Why would they need to sneak if there out of the Rebals sensors range which just happens to be well with in both there own attack and sensor range if they had come out of hyperspace where they where meant to they could have not only bombarded Hoth but they could have also ambushed the transports out of the range of the ion cannon 



Wesley said:


> Ozzel won the day and he died for it.


Ozzel was a retard and had one of the worst track records in the entire empire the only reason he was a admiral was because he was rich and bought his way to the rank of captain. He got the rank of admiral becuase Mara Jade did not trust him since he tried to kill her to hide that he was doing dodgy business behind the empire back and she suggested Vadar keep him under watchful eye to prevent him from continuing with his screw ups. 

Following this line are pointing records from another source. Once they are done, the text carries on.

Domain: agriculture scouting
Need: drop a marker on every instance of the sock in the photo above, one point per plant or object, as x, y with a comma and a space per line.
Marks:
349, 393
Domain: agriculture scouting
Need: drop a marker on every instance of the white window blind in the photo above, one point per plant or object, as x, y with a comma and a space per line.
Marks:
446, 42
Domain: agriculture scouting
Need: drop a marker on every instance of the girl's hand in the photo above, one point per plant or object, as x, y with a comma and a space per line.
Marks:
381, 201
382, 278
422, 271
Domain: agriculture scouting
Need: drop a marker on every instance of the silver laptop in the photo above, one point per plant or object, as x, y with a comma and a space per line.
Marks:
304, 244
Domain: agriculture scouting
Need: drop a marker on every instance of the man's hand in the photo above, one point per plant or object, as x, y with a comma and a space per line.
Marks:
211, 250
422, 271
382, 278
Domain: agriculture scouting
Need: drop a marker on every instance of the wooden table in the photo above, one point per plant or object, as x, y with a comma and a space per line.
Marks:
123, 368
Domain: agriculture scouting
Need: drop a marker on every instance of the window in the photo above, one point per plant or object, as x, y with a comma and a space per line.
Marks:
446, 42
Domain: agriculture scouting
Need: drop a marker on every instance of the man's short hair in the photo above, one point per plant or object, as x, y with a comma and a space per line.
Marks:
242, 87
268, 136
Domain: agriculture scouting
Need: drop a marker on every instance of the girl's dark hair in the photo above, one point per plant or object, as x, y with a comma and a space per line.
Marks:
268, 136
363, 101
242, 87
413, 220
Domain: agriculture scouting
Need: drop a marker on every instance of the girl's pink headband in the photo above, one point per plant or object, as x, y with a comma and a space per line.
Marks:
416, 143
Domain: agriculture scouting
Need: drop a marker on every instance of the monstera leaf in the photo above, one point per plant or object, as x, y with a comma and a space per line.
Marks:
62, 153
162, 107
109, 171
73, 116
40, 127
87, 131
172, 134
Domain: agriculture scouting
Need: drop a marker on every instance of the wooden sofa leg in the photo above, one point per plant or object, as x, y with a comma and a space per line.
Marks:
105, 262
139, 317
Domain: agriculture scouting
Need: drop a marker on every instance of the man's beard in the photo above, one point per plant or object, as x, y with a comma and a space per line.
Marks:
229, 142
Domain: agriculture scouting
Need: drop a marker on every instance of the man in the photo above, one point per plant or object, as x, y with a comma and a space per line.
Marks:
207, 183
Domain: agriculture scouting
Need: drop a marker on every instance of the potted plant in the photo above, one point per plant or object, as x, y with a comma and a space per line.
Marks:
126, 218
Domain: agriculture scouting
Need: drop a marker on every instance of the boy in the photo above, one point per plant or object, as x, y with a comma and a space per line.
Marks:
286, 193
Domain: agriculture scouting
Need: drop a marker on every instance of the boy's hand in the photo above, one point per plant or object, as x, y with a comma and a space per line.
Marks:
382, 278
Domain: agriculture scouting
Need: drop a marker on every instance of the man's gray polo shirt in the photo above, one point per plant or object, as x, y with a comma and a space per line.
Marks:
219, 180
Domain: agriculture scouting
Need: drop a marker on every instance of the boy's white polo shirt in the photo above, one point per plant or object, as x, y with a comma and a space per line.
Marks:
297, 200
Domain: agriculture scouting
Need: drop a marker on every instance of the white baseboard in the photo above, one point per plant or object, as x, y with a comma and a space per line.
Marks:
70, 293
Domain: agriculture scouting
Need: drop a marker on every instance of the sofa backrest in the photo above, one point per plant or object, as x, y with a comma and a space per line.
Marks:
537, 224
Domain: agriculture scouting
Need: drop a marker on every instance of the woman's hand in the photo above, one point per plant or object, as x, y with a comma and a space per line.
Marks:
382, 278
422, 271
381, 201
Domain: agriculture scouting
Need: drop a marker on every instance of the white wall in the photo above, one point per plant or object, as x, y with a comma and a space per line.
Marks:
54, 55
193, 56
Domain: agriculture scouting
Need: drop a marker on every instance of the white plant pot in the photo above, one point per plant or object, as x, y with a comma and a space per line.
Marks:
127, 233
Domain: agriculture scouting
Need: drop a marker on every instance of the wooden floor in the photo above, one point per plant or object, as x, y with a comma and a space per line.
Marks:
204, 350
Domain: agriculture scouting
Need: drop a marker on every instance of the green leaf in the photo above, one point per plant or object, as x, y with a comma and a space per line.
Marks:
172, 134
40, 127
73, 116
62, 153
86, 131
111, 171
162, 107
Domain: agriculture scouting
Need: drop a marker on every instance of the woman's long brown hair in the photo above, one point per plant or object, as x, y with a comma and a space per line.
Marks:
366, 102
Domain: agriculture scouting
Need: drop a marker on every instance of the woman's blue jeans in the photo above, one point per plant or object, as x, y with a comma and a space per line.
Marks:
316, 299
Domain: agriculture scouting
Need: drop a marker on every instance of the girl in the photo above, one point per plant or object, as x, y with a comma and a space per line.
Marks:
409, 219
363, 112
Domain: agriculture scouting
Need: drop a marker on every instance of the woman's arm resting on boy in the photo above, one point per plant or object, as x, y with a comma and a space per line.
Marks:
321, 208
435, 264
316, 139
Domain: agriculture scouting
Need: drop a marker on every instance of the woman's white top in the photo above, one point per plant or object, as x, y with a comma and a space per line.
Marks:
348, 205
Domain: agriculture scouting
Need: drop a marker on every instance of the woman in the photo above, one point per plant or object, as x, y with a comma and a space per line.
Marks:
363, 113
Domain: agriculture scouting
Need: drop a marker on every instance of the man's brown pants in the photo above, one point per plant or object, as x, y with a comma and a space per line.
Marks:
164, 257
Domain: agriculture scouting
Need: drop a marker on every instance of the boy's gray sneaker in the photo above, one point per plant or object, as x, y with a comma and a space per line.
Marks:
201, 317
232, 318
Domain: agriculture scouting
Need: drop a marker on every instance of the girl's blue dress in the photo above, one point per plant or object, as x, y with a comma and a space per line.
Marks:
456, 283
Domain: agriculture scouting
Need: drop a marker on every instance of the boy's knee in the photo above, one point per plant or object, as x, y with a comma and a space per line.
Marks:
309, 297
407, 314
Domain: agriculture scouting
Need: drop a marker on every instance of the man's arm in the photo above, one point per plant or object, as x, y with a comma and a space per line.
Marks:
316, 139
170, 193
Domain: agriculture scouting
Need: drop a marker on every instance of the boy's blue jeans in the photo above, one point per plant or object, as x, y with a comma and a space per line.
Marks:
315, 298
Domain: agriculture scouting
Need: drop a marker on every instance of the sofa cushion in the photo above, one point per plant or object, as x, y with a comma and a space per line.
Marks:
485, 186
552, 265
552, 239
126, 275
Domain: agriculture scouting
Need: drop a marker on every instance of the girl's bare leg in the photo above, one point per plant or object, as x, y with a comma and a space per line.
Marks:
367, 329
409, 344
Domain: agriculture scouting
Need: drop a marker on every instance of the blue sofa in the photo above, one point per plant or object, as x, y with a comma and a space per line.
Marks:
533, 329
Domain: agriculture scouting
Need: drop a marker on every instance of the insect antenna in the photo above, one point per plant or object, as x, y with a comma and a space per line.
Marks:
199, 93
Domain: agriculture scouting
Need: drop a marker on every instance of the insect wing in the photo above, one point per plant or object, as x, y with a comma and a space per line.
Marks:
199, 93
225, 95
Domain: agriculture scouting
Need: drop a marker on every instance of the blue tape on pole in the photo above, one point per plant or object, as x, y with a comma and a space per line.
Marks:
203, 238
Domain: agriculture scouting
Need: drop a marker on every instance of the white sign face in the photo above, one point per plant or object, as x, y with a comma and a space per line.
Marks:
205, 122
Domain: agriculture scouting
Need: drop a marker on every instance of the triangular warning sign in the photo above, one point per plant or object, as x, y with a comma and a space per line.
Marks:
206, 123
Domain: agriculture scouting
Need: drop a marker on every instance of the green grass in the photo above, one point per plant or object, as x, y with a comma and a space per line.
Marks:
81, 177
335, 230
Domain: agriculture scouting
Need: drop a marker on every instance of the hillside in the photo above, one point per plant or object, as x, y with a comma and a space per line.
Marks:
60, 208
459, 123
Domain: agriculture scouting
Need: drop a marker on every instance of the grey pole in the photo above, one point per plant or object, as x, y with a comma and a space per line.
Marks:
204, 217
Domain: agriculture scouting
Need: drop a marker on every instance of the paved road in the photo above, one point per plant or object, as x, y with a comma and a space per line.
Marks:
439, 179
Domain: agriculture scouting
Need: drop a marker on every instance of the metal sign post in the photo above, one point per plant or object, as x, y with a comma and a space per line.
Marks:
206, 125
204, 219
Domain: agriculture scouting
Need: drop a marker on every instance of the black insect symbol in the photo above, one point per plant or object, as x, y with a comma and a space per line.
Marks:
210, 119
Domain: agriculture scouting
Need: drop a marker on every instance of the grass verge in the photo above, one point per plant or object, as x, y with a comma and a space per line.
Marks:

Also Ozzel was wrong in his strategy since it obviously failed 

Now go get your eyes and ears tested then go and watch the film again (assuming you have watched it before) before you continue with this trolling maybe then you will have some idea of what your talking about.

Though I doubt it since you can’t even tell the difference between a male and a female so I can't see you understanding a good strategy from a bad one since it doe’s require higher brain functions that you seem to lack


----------



## Wesley (Nov 14, 2008)

Gig said:


> Why would they need to sneak if there out of the Rebals sensors range which just happens to be well with in both there own attack and sensor range if they had come out of hyperspace where they where meant to they could have not only bombarded Hoth but they could have also ambushed the transports out of the range of the ion cannon



We've already established they weren't going to be BDZing Hoth, even if their guns had that kind of range.  The offense to Lord Vader was the fact the Rebel's knew the Imperials were there, his assumption being that the Probe Driod had not already caused them to make a run for it.  If they had waited and prepared the assault, the Rebels would have gotten clean away.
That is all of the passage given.